FDGB beschließt seine Auflösung

■ Der letzte Kongreß spätestens im Herbst / Kritik an mangelnder Demokratisierung im Dachverband

Berlin (taz/afp) - Der Freie Deutsche Gewerkschaftsbund (FDGB) der DDR hat gestern seine Auflösung beschlossen. Wie der Vorsitzende des neugewählten Sprecherrates, Peter Rothe von der Gewerkschaft der Eisenbahner, in Ost-Berlin mitteilte, beauftragten die Vorsitzenden der im FDGB zusammengeschlossenen Einzelgewerkschaften den geschäftsführenden Vorstand des Dachverbands damit, einen außerordentlichen Kongreß vorzubereiten, der spätestens im Herbst stattfinden und die Auflösung feststellen soll. Der neugebildete Sprecherrat soll das Vermögen des FDGB auf die Einzelgewerkschaften aufteilen und enge Beziehungen zum bundesdeutschen Gewerkschaftsbund DGB einleiten.

Der Hauptvorstand der IG Bergbau-Energie-Wasserwirtschaft (IG BEW) hatte am Dienstag als erster beschlossen, die Mitgliedschaft im FDGB ruhen zu lassen. Die Gewerkschaft wollte alle notwendigen Schritte zur Vorbereitung einer „Urabstimmung für ihren Austritt aus dem Dachverband“ ergreifen.

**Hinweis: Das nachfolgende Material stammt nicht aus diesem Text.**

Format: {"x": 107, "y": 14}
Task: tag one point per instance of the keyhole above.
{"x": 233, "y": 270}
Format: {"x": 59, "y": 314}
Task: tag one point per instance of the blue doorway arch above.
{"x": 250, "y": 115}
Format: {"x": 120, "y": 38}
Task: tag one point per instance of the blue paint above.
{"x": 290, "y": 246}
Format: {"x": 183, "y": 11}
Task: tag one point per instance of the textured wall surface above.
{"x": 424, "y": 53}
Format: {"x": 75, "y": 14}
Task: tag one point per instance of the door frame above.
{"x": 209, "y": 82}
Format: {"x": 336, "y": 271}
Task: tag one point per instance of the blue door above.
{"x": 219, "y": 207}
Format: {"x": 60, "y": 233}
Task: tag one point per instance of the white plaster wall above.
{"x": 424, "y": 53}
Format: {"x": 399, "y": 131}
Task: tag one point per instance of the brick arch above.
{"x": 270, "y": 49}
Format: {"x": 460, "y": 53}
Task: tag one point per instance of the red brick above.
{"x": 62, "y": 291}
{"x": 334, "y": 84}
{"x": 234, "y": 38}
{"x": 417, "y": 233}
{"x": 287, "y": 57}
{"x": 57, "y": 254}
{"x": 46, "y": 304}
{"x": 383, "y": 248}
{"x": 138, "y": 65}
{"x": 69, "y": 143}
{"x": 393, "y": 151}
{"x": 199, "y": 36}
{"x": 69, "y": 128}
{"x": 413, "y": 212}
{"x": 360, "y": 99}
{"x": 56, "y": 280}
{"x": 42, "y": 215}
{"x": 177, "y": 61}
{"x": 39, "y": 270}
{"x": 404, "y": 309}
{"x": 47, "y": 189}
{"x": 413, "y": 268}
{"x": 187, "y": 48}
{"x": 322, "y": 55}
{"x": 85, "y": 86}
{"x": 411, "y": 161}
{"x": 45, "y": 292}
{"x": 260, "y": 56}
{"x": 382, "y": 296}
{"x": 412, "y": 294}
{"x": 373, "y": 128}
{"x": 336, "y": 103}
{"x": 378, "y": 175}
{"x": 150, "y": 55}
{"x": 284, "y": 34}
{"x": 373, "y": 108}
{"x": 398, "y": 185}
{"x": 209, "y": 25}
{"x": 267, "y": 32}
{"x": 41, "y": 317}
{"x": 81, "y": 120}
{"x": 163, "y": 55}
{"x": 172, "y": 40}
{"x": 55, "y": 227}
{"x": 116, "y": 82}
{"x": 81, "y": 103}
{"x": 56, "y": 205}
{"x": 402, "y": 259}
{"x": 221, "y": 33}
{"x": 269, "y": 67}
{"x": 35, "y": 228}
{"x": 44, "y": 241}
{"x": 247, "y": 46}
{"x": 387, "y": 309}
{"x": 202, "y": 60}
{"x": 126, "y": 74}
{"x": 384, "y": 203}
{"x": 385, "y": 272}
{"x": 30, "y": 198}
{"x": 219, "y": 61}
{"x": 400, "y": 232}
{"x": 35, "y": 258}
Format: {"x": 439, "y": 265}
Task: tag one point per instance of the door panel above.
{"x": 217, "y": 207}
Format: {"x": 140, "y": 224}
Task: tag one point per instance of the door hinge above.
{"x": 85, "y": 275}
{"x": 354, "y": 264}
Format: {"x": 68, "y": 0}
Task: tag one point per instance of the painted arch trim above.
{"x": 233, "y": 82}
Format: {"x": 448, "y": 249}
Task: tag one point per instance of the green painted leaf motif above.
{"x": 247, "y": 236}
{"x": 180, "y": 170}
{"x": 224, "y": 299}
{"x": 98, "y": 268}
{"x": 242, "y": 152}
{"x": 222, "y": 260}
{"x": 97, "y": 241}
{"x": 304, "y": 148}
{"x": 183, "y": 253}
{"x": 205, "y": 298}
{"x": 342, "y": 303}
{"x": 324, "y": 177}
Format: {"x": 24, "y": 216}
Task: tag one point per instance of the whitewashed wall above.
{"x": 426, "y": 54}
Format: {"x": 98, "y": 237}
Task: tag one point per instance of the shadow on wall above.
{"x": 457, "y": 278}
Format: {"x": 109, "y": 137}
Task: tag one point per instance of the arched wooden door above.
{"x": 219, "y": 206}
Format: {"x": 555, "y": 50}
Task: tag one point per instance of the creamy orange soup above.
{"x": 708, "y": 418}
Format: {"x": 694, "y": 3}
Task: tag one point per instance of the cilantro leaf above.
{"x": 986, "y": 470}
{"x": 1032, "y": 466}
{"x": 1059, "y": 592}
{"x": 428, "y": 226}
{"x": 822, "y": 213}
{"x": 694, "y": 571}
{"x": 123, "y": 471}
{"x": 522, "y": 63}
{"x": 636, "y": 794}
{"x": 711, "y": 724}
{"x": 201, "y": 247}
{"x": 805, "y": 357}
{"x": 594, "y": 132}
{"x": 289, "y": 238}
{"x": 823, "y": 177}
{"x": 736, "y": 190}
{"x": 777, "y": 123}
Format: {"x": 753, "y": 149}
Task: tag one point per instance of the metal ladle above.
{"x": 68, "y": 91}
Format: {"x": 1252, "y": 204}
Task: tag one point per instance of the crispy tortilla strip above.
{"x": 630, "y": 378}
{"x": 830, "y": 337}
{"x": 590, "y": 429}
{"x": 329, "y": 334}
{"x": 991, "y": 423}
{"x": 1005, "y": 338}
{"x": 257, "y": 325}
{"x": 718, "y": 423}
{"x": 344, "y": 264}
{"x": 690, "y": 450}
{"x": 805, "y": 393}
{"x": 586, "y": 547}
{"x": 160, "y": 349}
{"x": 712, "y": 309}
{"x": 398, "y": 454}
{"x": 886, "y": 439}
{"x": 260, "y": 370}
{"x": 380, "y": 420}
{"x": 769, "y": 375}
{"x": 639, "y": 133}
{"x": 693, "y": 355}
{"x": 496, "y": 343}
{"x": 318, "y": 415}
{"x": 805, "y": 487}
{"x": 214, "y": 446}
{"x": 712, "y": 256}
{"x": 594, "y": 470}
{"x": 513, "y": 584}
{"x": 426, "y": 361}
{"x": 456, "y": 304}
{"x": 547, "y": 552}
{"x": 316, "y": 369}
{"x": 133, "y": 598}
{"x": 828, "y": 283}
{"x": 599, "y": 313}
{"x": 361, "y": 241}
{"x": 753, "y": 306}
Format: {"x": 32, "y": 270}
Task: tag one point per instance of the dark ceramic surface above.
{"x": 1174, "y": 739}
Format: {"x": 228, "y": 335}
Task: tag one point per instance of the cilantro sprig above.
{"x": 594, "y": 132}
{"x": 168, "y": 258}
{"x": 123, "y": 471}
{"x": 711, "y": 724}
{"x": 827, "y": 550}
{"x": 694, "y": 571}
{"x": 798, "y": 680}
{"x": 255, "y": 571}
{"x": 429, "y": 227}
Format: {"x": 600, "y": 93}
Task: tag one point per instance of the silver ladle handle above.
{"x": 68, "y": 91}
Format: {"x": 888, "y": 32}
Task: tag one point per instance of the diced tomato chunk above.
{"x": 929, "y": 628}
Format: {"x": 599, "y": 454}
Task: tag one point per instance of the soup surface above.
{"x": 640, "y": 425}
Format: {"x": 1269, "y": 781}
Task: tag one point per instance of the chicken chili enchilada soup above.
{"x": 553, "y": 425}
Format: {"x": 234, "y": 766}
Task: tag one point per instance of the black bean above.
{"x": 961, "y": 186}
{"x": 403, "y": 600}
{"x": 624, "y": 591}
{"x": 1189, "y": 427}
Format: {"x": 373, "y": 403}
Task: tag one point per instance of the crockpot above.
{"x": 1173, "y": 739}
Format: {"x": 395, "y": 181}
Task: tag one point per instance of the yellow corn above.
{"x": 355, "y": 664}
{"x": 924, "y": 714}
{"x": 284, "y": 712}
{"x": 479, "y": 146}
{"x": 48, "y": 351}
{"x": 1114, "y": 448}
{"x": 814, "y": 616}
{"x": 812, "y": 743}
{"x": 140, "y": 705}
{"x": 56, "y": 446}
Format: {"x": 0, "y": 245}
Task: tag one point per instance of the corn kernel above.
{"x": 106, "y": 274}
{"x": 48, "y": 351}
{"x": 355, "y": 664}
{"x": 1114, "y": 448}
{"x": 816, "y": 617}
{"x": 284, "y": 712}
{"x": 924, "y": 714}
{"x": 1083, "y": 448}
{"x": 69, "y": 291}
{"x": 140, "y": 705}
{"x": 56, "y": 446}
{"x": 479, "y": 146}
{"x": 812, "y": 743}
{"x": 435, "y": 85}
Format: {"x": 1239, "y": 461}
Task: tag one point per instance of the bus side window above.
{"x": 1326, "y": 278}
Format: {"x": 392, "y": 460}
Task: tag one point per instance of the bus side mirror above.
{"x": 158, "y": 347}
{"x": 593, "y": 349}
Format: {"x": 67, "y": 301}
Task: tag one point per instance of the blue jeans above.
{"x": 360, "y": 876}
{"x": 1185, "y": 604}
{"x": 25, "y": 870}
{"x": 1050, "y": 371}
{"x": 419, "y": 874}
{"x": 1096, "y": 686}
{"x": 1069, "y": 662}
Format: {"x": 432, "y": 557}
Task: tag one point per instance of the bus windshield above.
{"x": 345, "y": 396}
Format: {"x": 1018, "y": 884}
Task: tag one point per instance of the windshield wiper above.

Der Beschluß der Bergbaugewerkschaft steht am Ende einer längeren Auseinandersetzung um den Kurs der FDGB-Führung unter der Vorsitzenden Helga Mausch. Die Beschlüsse „zur Durchsetzung des Demokratisierungsprozesses und zur Ablösung basisdemokratisch nicht legitimierter Funktionäre im FDGB“ seien nicht erfüllt, heißt es in dem Beschluß der IG BEW.

Den letzten Ausschlag für die Aufkündigung der Mitgliedschaft gab für die IG BEW der offene Brief des FDGB -Vorstandes von Anfang Mai an Ministerpräsident de Maiziere. In dem Brief fordert der Gewerkschaftsverband die Erhöhung der Löhne um 50 Prozent noch vor der Währungsunion sowie die Einführung der 38-Stunden-Woche und droht gleichzeitig mit Streikaktionen. Die Forderungen werden von der IG BEW als „überzogen“, „unrealisierbar“ und als „unrechtmäßiger Eingriff in unsere satzungsmäßige Tarifautonomie“ heftig kritisiert.